И сияли лиственницы весной!..

Весна, весна!

Какой смешной был верблюжонок — прилежный. Старательно готовился к экзаменам и потом проваливался от застенчивости, да чудачества. А по зарям, чем бы прилечь носом в подушку, — украдкой писал стихи.

От прилежания отнимал у себя радость первых листьев в весеннем небе. А не умел, чтобы брюки не вылезали из-за пояса и чтобы рубашка не висела мешком, и перед чужими было бы ловко.

Не умел представиться, что не хочет играть в лаун-теннис, — и видели все, что не умеет от застенчивости, и что хочет застенчивость скрыть и тоже не умеет, и мучительно знал он, что на самой спине у него читают, как ему невыносимо неловко… И он видел потому веселье чаще всего удаляющимся или мелькающим вдали сквозь деревья.

Да, но на дне зеркальных озер яснятся журавлиные нетронутые зори. Одинокие чистые небеса.

Когда верблюжонок смотрел на небо, в розовом небе разливался родной теплый край.

* * *

О, полной чашей богато ты — сердце, во все поверившее.

* * *

Раздумья — возвеличенные одиночеством.

Поймут ли это те, — чья судьба всегда греться у чужих огней? Чужие огни дают мало тепла: — и от них часто прогоняют.

* * *

Венчанная елка все мчится вверх, в голубую бездну, и все остается перед глазами, и все-таки победоносно мчится вверх.

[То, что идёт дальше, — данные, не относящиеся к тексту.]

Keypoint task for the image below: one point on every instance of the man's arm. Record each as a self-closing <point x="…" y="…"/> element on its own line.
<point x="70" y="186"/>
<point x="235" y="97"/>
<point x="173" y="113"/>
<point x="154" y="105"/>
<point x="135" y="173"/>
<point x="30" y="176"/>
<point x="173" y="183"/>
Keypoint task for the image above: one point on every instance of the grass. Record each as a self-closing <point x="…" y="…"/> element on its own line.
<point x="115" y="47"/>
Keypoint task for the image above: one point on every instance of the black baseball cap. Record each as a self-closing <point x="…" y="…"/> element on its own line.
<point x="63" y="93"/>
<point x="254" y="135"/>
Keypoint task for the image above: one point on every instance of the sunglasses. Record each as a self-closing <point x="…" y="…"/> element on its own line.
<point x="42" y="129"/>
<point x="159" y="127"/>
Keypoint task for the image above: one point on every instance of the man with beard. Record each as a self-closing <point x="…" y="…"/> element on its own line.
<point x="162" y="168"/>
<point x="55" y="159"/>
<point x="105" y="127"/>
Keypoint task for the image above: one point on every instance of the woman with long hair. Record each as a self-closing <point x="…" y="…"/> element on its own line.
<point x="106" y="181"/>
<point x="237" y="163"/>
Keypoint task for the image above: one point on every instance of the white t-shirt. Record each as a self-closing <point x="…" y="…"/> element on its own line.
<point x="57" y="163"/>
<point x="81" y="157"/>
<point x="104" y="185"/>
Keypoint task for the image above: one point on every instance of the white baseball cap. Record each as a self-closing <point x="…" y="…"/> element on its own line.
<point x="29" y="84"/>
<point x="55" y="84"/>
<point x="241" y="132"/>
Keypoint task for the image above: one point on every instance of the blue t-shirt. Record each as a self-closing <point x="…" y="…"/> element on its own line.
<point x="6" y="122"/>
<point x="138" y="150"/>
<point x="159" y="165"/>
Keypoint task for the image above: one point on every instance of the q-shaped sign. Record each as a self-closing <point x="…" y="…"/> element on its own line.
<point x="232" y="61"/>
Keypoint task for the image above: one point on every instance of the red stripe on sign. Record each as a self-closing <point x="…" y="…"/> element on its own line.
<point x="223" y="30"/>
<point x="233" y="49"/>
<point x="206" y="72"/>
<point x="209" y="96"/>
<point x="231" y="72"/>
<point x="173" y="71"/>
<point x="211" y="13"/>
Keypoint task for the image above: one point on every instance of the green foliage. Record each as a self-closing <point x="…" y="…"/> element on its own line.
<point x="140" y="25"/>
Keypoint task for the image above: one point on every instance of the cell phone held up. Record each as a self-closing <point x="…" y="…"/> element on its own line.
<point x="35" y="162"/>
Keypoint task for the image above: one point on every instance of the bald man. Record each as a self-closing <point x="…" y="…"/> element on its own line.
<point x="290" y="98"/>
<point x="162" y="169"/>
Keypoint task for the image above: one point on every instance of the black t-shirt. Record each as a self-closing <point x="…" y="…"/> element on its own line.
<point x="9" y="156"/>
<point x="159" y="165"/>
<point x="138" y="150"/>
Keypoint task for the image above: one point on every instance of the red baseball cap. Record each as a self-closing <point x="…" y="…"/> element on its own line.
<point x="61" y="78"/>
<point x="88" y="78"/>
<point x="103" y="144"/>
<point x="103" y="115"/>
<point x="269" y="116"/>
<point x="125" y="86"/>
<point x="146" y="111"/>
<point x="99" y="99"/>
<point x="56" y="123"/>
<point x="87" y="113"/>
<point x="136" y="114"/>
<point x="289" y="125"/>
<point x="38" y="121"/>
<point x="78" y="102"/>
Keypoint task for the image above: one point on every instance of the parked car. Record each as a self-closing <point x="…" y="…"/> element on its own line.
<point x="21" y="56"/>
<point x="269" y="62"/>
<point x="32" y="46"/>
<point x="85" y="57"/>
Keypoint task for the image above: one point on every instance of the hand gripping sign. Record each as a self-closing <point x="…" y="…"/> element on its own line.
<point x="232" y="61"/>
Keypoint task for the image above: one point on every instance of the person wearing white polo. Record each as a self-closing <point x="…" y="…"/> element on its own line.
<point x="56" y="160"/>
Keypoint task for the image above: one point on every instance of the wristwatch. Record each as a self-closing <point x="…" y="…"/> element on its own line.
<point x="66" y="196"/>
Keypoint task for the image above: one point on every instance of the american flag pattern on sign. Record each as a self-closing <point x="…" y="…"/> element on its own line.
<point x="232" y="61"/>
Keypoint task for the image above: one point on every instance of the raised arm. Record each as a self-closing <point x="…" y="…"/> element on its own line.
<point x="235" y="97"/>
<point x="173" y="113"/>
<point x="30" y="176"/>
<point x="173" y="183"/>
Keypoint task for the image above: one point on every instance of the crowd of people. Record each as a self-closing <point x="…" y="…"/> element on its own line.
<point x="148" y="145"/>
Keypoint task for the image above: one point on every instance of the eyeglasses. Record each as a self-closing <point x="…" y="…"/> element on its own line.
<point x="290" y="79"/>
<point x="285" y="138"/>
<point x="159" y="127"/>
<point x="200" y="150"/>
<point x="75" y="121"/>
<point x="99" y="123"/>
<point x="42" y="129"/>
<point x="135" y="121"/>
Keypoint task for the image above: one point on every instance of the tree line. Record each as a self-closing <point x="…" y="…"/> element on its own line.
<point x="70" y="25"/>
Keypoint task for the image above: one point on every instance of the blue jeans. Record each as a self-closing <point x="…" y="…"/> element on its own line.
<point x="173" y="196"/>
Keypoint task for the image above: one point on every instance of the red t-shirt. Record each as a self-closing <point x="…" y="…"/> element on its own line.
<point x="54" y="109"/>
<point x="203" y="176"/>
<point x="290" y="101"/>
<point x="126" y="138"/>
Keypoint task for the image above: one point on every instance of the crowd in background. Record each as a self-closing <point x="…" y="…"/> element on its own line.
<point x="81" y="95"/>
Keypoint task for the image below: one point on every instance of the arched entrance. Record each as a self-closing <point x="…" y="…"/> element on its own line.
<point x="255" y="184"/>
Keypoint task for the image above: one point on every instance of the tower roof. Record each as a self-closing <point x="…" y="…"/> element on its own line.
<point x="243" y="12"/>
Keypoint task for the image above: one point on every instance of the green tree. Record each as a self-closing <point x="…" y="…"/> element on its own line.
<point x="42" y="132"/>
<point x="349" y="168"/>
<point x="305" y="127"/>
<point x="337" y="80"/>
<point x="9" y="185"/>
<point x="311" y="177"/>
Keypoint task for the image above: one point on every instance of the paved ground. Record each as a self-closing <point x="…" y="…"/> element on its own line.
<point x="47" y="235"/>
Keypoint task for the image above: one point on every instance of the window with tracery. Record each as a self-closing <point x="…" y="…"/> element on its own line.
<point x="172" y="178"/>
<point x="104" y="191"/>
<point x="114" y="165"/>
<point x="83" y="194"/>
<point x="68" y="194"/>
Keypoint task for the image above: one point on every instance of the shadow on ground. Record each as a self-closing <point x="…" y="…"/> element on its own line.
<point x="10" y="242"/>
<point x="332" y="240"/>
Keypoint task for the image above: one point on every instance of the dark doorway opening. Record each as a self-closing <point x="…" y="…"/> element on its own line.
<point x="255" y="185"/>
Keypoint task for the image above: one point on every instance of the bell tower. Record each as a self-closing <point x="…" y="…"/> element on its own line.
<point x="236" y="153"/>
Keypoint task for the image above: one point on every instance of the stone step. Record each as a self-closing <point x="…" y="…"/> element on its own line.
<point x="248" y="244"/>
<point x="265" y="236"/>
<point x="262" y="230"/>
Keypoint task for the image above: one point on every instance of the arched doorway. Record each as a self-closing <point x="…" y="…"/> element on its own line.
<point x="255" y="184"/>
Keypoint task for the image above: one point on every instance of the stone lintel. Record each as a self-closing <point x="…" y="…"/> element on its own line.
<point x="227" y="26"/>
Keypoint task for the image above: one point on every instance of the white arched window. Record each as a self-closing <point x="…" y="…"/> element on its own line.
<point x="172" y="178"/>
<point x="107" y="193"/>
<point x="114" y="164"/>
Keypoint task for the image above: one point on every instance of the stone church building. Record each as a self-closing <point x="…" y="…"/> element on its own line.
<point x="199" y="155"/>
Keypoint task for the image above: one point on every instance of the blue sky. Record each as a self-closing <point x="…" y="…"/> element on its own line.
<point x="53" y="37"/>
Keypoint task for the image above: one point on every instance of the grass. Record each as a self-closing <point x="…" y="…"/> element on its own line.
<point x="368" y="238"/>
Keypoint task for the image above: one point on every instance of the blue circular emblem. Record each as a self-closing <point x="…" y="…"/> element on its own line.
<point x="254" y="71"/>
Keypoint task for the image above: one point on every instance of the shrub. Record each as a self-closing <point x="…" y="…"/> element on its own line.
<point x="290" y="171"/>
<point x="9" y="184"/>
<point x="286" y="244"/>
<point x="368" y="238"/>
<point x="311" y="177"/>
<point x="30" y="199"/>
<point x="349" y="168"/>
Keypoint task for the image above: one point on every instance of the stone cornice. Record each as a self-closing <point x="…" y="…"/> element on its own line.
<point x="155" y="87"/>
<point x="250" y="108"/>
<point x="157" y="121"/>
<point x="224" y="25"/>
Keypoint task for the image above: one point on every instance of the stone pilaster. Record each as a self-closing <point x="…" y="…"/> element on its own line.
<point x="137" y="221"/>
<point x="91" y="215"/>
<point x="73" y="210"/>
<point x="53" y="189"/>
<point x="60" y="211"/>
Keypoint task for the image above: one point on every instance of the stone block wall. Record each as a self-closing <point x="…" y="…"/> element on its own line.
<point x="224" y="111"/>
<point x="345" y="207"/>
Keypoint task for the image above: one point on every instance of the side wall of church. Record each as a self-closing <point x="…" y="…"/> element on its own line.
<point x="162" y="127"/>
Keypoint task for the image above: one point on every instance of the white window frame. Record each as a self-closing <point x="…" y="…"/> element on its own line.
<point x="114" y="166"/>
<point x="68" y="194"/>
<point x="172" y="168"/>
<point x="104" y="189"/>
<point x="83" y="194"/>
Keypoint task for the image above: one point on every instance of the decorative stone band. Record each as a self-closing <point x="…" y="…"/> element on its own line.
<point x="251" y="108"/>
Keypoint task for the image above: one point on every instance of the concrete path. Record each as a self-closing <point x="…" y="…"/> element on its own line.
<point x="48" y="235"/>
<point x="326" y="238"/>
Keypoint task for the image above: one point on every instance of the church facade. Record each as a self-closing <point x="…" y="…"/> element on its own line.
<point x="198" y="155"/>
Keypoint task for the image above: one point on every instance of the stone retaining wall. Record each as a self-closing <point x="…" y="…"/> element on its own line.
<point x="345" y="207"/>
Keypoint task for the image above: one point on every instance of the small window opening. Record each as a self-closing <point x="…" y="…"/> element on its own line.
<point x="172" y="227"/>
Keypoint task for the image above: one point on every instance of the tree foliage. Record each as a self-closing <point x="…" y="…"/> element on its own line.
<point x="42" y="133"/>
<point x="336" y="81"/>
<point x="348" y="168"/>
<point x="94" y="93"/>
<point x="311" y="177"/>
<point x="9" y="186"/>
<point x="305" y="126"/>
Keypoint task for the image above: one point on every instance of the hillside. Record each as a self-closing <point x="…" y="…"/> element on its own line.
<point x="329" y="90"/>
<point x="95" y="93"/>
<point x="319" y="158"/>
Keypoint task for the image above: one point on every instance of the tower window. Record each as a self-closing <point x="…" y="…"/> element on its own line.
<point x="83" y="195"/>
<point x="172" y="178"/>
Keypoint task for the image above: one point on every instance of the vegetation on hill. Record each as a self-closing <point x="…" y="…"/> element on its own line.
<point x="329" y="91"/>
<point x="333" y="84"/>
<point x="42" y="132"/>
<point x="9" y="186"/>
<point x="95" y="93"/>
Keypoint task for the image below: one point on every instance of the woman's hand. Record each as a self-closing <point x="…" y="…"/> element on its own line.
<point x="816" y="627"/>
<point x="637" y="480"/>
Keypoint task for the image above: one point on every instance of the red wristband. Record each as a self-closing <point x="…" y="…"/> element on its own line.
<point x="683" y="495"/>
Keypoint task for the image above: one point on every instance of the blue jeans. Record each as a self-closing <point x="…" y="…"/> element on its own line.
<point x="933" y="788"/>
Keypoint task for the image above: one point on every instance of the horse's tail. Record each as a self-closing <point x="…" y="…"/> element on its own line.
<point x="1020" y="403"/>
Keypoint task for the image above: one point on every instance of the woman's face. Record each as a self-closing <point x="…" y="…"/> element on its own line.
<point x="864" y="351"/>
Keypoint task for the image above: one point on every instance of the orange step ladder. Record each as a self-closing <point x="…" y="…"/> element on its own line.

И вот делается ужасно стыдно за все свои протори и убытки.

Обещаемся не опускать глаза, когда нас встретят с насмешкой те, кого мы любим. (И те, кому мы вчера верили — или еще сегодня утром). Нет! Мы примем их насмешку в тихие, ясные, широко раскрытые наши глаза и будем ее носить на груди нашей, как орден, не скрывая.

Это насмешка того, — кому я хочу счастья…

Все мои мечты да соберутся вкруг твоей головы: мечты счастливого мечтателя, — вкруг тебя, мой бедный, бедный насмешник.

Я глуп, я бездарен, я неловок, но я молюсь вам, высокие елки. Я очень даже неловок, я — трус. Я вчера испугался человека, которого не уважаю. Я из трусости не могу выучиться на велосипеде. У меня ни на что не хватает силы воли, но я молюсь вам, высокие елки.

Я вчера доброй даме, которая дала мне молока и бисквитов, не решился признаться, что я — пишу декадентские стихи, из мучительного страха, — что она спросит меня, где меня печатают? И вот сказал, что главное призванье моей жизни с увлеченьем давать уроки. Сегодня я от стыда и раскаяния — колочу себя…

Я вчера кончил стихи совсем не так, как хотел, но я знал, что надо мной будут смеяться… Но вот все пошли на гулянье к вокзалу, — а я молюсь вам, высокие елки, без вас я очень глуп, очень…

У песчаного бугра в голубой день

Вот стоят цари, увенчанные свечами…

В свободной, — свободной высоте, над венцом царей, пустой флагшток нежно сверлит голубизну…

Здесь я даю обет: никогда не стыдиться настоящей самой себя. (Настоящей, что пишет стихи, которые нигде не хотят печатать). Не конфузиться, когда входишь в гостиную, и, как бы много ни было там неприятных гостей, — не забывать, что я поэт, а не мокрица…

И не желать никогда печататься в их журналах, не быть, как все, и не отнимать жизни у животных.

Почему я и это думаю?

Поэт — даятель, а не отниматель жизни… Посмотри, какой мир хорошенький, — вымытый солнцем и уже — верит в твое чувство и твои будущие писания и глядит на тебя с благодарностью…

Поэт — даятель жизни, а не обидчик-отниматель. И — обещаю не стесняясь говорить элегантным охотникам, как бы они ни были привлекательны, что — они подлецы — подлецы!!!

И пусть за мной никто не ухаживает, я сильна!

Но сдержу ли я свое слово?.. Сдержу ли я его?

Я сжимаю кулаки, но я одна, и кругом величественно.

Это быстро у меня проходит…

Моя рука подняла камешек и бросила… кружась спиралью, он очертил арку над краем леса в голубой стране… Он был всю жизнь на земле, и вдруг моя рука дала ему полет… Пролетая голубизну, — блаженствовал ли он?